Dans un titre comme Fly shadow Fly, et dans bien d’autres avant lui, il abolit les frontières et semble même capable de faire bouger les lieux symboliques et les peuples à sa guise, là où son imagination le porte. Je me souviens alors des artères qui jouxtent la mosquée de Kheirouan, le muezzin invite à la piété et je vois alors ces gamins qui foutent des piments dans le cul des ânes. Suis-je de retour en Tunisie ou dans cette mégalopole de New-York que je ne visiterai jamais ? La question est posée. Tout comme elle l’était lors de Birds Requiem, où tous les dangers de la frontière lybienne et les dunes de Ksar Guilane semblaient illuminer jusqu’aux interminables nuits de Scandinavie. Je digresse. je m’égare. Mais c’est là que la musique de Youssef réussit son pari.
Les sentiments seront identiques durant of Beauty and Odd, où l’on rencontre des rythmiques sautillantes et voyageuses, venues peut-être des Balkans, d’Andalousie et de partout là où il y a des caravanes. Je suis proche de l’orgasme auditif quand le timbre du tunisien se cale sans mal sur la trompette du très talentueux Ambrose Akinmusire (qui a probablement beaucoup écouté Tutu de Miles Davis).
Et puis plus rien, ou pas grand chose, jusqu’à la troisième partie Al-Akhtal Rhapsody, où la bride et la jam sont enfin libérées pleinement. Je me demande alors pourquoi le piano est injustement réduit à un second rôle d’enlumineur, pourquoi la trompette n’apparaît que sur deux titres, et pourquoi tout ceci résonne si carré et si focalisé sur la technique. Tout est implacable et maîtrisé, sans doute trop. Les embardées de cymbales volantes de Giuliana me manquent, terriblement.

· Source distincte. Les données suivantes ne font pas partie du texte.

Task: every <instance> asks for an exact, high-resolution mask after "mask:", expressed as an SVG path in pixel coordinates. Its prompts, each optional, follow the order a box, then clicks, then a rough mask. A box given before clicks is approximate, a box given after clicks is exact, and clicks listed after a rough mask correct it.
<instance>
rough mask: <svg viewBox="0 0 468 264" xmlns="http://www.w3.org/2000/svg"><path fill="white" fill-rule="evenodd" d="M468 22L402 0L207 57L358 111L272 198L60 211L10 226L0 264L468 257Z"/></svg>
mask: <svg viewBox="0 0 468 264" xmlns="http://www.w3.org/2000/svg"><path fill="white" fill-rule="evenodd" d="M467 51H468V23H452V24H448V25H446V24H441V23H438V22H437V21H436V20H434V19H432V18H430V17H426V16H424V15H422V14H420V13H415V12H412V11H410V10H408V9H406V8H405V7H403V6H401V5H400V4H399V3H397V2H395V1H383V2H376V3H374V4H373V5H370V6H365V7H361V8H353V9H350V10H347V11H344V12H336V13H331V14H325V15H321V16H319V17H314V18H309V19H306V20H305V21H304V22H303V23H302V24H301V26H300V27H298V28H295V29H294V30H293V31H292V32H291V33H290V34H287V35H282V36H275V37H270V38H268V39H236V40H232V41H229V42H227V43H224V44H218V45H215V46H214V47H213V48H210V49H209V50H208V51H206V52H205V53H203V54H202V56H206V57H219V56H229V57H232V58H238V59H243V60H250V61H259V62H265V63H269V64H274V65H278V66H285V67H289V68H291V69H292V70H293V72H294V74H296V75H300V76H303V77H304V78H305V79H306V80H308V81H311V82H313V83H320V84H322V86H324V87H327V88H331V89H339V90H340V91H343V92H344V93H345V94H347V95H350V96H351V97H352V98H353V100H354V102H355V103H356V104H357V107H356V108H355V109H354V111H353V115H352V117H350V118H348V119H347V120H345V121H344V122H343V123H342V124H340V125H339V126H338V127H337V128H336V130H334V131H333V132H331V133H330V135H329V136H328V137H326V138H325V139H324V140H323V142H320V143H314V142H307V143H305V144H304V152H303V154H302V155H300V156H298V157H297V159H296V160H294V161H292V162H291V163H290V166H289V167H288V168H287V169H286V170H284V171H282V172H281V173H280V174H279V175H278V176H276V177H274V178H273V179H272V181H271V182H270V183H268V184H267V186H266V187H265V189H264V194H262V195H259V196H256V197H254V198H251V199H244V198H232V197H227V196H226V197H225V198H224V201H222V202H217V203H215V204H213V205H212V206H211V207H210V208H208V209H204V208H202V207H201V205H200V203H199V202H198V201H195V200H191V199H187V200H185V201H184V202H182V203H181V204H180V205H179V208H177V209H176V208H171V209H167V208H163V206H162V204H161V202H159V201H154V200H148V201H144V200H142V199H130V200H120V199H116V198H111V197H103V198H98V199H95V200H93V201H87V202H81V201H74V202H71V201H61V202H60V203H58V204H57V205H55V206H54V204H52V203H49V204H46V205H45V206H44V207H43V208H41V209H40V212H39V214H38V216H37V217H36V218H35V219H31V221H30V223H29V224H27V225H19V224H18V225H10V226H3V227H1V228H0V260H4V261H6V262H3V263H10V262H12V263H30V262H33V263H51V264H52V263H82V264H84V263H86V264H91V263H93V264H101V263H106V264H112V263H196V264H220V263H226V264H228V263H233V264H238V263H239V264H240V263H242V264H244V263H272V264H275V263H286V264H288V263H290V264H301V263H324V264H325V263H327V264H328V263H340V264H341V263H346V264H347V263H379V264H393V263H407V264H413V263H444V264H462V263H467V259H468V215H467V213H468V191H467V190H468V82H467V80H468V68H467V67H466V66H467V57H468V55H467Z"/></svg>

Attention, Diwan of Beauty and Odd est un album parfaitement composé et exécuté. Une prouesse de haute volée. A titre personnel, je regrette simplement qu’il lui manque ce supplément d’âme, d’affects, de contrastes et de doutes. En bref tout ce qui faisait d’Electric Sufi, Divine Shadows et de Birds Requiem des albums d’exception. Même sur le somptueux 17th Flyways, où Youssef démontre une nouvelle fois qu’il sait s’extraire des inaltérables lois du ternaire et du jazz en général sans jamais se perdre, tout sonne un peu trop mathématique et rigoureux. A l’américaine peut-être aussi.
Fort heureusement Diving In the Air viendra clore le disque, à l’instar de celui qui l’ouvrait, avec un lyrisme et une émotion dont il manque cruellement. Sans un instant le qualifier de mauvais disque, je regrette simplement qu’un album nommé Diwan of Beauty and Odd souffre d’autant d’académisme et de si peu de mystqiue. Certains l’aimeront peut-être aussi pour ça.